Quando os médicos não estão de acordo
Nesta seção
- Introdução (esta página)
- Cafeína para tratar problemas respiratórios em bebês prematuros
- Antibióticos em partos prematuros
- Câncer da mama
Introdução
Para muitas doenças e condições, existe incerteza substancial sobre até que ponto os tratamentos funcionam, ou sobre qual o melhor tratamento para cada paciente. Isso não impede que alguns médicos tenham opiniões bem intensas sobre os tratamentos, mesmo que elas possam diferir de um médico para outro. Isso pode levar a uma variação considerável dos tratamentos prescritos para determinada condição. Na década de 1990, Iain Chalmers, um dos autores, enquanto
estava em férias nos Estados Unidos, quebrou o tornozelo e foi tratado por um cirurgião ortopédico. O cirurgião colocou a perna em uma tala temporária e disse que a próxima etapa, após o desaparecimento do inchaço, seria a aplicação de uma camada de gesso na parte inferior da perna, permanecendo durante 6 semanas. Ao regressar para casa alguns dias mais tarde, Iain dirigiu-se à clínica de fraturas local, onde um cirurgião ortopédico britânico, sem qualquer hesitação, ignorou
esse conselho. O cirurgião britânico disse que colocar gesso na perna seria inteiramente inadequado. À luz dessa incerteza profissional óbvia, Iain perguntou se ele poderia participar de uma comparação controlada para descobrir qual seria o melhor tratamento. O cirurgião britânico respondeu que os ensaios clínicos controlados são para pessoas que não têm certeza se estão certas ou não – e ele tinha certeza de que estava certo.
Como pode uma diferença tão pronunciada como essa em termos de opinião profissional surgir, e o que um paciente pode fazer a respeito disso?

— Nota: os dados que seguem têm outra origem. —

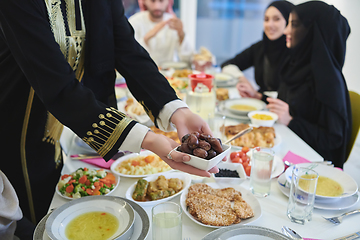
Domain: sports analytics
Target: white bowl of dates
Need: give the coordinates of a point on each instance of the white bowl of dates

Cada cirurgião estava certo, individualmente, sobre o curso de ação correto. No entanto, as suas visões amplamente divergentes revelaram claramente incertezas existentes na profissão no seu todo quanto à melhor maneira para tratar uma fratura comum. Havia evidência confiável sobre qual o melhor tratamento? Se sim, será que algum ou nenhum dos cirurgiões tinha conhecimento da evidência? Ou será que ninguém sabia qual o melhor tratamento (ver Figura 1)?

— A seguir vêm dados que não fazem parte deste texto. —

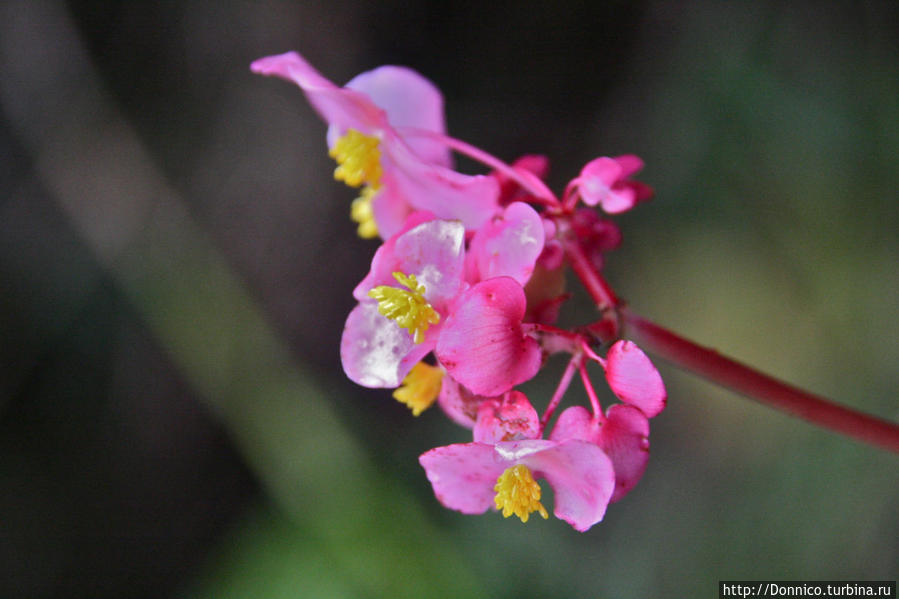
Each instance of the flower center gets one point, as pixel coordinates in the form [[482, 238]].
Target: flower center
[[361, 212], [518, 493], [359, 159], [409, 309], [420, 387]]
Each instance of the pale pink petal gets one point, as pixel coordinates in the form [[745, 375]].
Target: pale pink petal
[[463, 475], [582, 478], [409, 100], [376, 352], [509, 244], [482, 344], [634, 379], [508, 418], [345, 109], [433, 251], [625, 438], [618, 199]]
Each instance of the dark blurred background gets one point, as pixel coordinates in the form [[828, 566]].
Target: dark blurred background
[[176, 263]]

Talvez os dois cirurgiões divergissem quanto ao valor atribuído aos resultados particulares dos tratamentos: o cirurgião americano pode ter se preocupado mais com o alívio da dor, daí a recomendação para por o gesso, enquanto o seu colega britânico pode ter se preocupado mais com a possibilidade de perda de força muscular, que ocorre quando um membro fica imobilizado dessa forma. Se foi esse o caso, por que motivo nenhum dos cirurgiões perguntou a Iain qual
desfecho era mais importante para ele, que era o paciente? Duas décadas depois, a incerteza continua sobre como gerir essa condição bem comum.
Há várias questões diferentes aqui. Primeiro, havia alguma evidência confiável comparando as duas abordagens bem diferentes
que estavam sendo recomendadas? Se sim, essa evidência mostrava os seus efeitos relativos em desfechos (dor reduzida ou perda de força muscular, por exemplo) que podem ser importantes para Iain ou para outros pacientes que podem ter preferências diferentes das dele? E se não houvesse qualquer evidência fornecendo a informação necessária?

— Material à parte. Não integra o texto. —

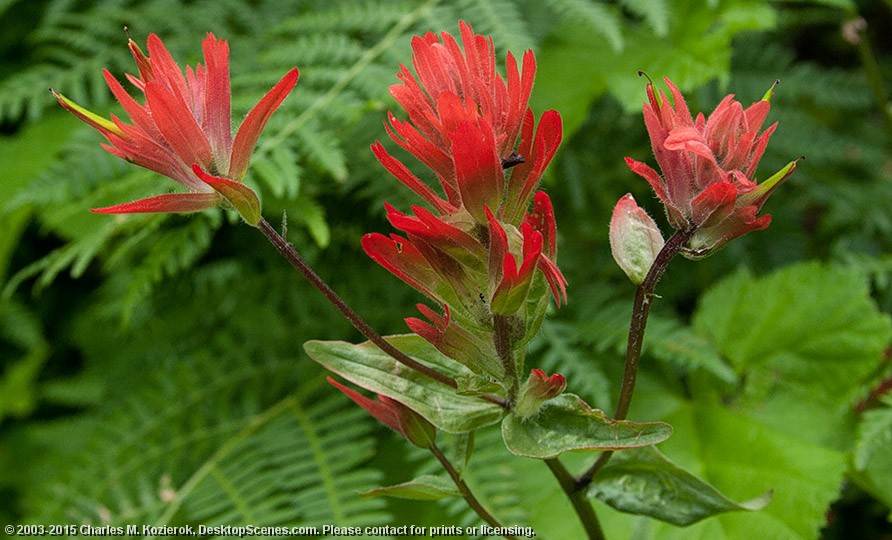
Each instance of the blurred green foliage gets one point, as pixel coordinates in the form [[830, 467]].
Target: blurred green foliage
[[151, 368]]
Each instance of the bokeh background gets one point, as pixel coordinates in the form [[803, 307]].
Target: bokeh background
[[151, 369]]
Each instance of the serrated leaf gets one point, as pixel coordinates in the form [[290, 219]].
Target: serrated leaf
[[874, 433], [424, 488], [367, 366], [808, 339], [644, 481], [567, 423], [873, 460]]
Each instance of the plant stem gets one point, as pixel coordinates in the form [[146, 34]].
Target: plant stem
[[872, 73], [466, 491], [640, 311], [502, 341], [292, 256], [582, 507]]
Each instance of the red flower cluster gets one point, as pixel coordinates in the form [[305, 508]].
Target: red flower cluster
[[708, 167], [183, 130], [477, 251]]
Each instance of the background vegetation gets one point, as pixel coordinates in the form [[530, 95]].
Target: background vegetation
[[151, 369]]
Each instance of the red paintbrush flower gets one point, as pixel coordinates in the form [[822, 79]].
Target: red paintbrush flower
[[464, 122], [708, 167], [183, 129], [478, 249], [390, 412]]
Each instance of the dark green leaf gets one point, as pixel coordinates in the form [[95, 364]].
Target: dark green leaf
[[808, 340], [367, 366], [424, 488], [567, 423]]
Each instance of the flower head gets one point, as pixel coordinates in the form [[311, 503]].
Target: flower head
[[464, 120], [708, 167], [183, 129]]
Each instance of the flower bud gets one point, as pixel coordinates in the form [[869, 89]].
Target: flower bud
[[635, 239]]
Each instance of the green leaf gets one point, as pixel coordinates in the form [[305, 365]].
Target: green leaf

Alguns médicos são claros sobre o que fazer quando não há evidência confiável sobre os efeitos de tratamentos alternativos e estão preparados para discutir essa incerteza com os pacientes. Por exemplo, um médico especialista em tratar pessoas que sofreram AVC comentou que, embora a evidência de pesquisas mostre que seus pacientes iriam se beneficiar mais se fossem tratados em uma unidade de AVC, ainda há dúvidas quanto à administração de medicamentos para evitar coágulos para muitos tipos de pacientes (consultar também o Capítulo 11). Quando discutia as opções de tratamento com os
pacientes, ele explicou que esses medicamentos podem ser mais benéficos do que prejudiciais, mas, para alguns pacientes, eles podem ser mais danosos do que benéficos. Por exemplo, por causa da forma como atuam, esses medicamentos podem reduzir os efeitos de um tipo de AVC, mas podem causar hemorragia grave no cérebro. Então, ele continuou explicando por que motivo, nessas circunstâncias, ele achava que somente podia recomendar esse tratamento no contexto de uma comparação cuidadosamente controlada, o que deveria ajudar a reduzir a incerteza. Essas incertezas sobre vários aspectos dos anticoagulantes ainda persistem.